Reputation: 94
I have a dataset Data.csv
Country,Age,Salary,Purchased
France,44,72000,No
Spain,27,48000,Yes
Germany,30,54000,No
Spain,38,61000,No
Germany,40,,Yes
France,35,58000,Yes
Spain,,52000,No
France,48,79000,Yes
Germany,50,83000,No
France,37,67000,Yes
I tried to fill nan values using sklearn.impute.SimpleImputer by using following code
import numpy as np
import matplotlib.pyplot as plt
import pandas as pd
# Importing the dataset
dataset = pd.read_csv('Data.csv')
X = dataset.iloc[:, :-1].values
y = dataset.iloc[:, -1].values
# Taking care of missing data
from sklearn.impute import SimpleImputer
imputer = SimpleImputer(missing_values = 'NaN', strategy = 'mean')

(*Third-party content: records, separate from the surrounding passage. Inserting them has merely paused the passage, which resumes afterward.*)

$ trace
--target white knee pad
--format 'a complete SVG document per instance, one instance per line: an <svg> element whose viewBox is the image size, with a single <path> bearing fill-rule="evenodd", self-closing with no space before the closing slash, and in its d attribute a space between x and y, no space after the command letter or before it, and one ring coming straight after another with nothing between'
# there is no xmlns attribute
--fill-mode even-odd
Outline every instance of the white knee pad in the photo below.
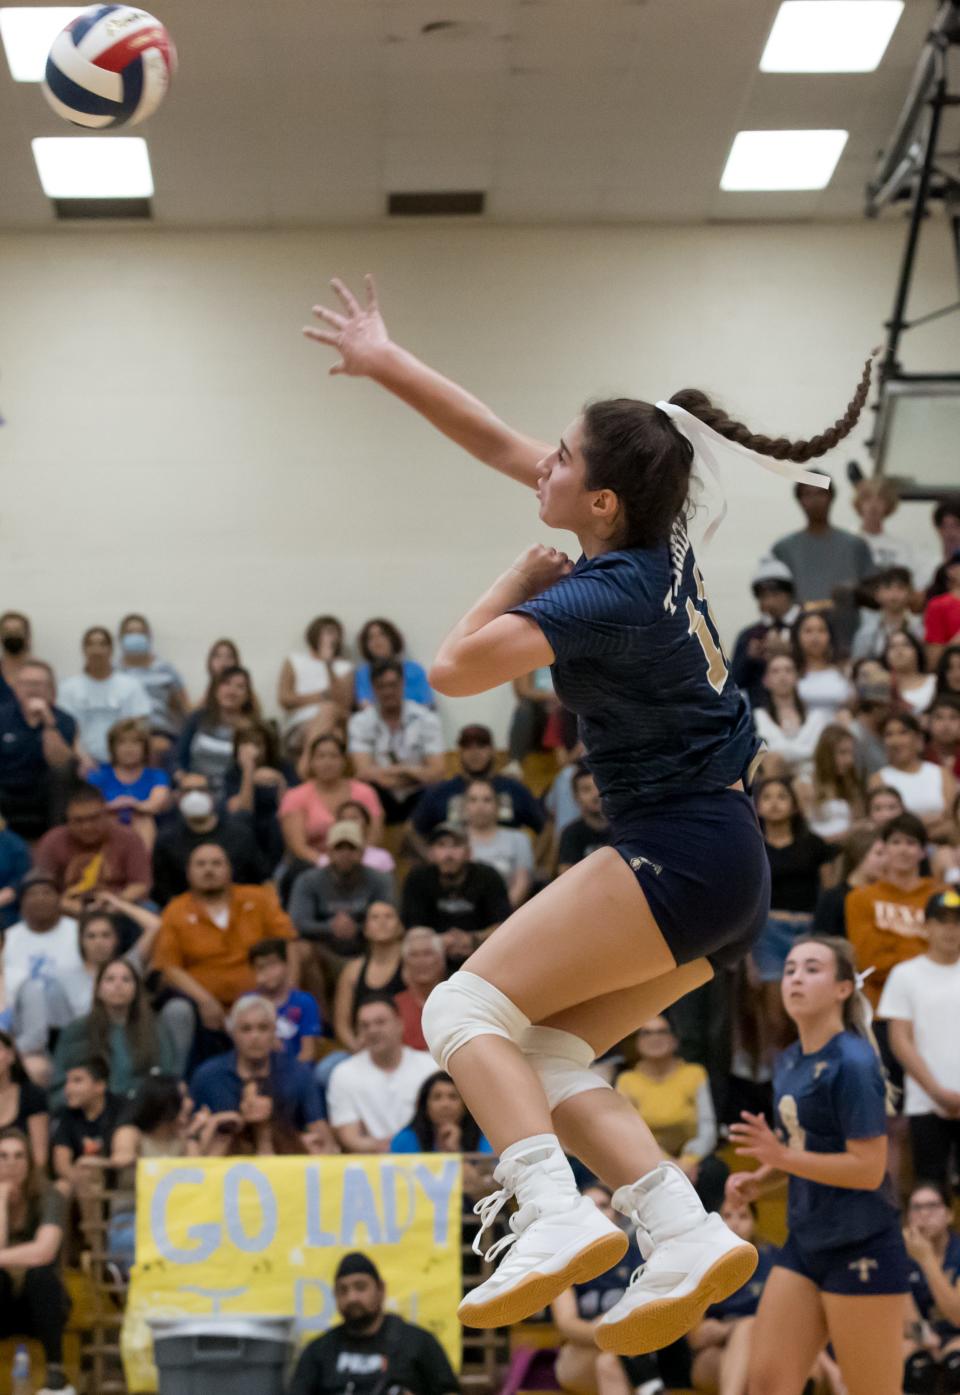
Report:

imputer = imputer.fit(X[:, 1:3])
X[:, 1:3] = imputer.transform(X[:, 1:3])
But I get a error which says:
File "C:\Users\Krishna Rohith\Machine Learning A-Z\Part 1 - Data Preprocessing\Section 2 ----------- --------- Part 1 - Data Preprocessing --------------------\missing_data.py", line 16, in <module>
imputer = imputer.fit(X[:, 1:3])
File "C:\Users\Krishna Rohith\Anaconda3\lib\site-packages\sklearn\impute\_base.py", line 268, in fit
X = self._validate_input(X)
File "C:\Users\Krishna Rohith\Anaconda3\lib\site-packages\sklearn\impute\_base.py", line 242, in _validate_input
raise ve
File "C:\Users\Krishna Rohith\Anaconda3\lib\site-packages\sklearn\impute\_base.py", line 235, in _validate_input
force_all_finite=force_all_finite, copy=self.copy)
File "C:\Users\Krishna Rohith\Anaconda3\lib\site-packages\sklearn\utils\validation.py", line 562, in check_array
allow_nan=force_all_finite == 'allow-nan')
File "C:\Users\Krishna Rohith\Anaconda3\lib\site-packages\sklearn\utils\validation.py", line 60, in _assert_all_finite
msg_dtype if msg_dtype is not None else X.dtype)
ValueError: Input contains NaN, infinity or a value too large for dtype('float64').
I know how to do it numpy but can someone please tell me using sklearn.impute?
Upvotes: 1
Views: 2678
Reputation: 26
imputer = SimpleImputer(missing_values = np.nan, strategy = 'mean')
Replace 'NaN' by numpy default Nan np.nan
Upvotes: 1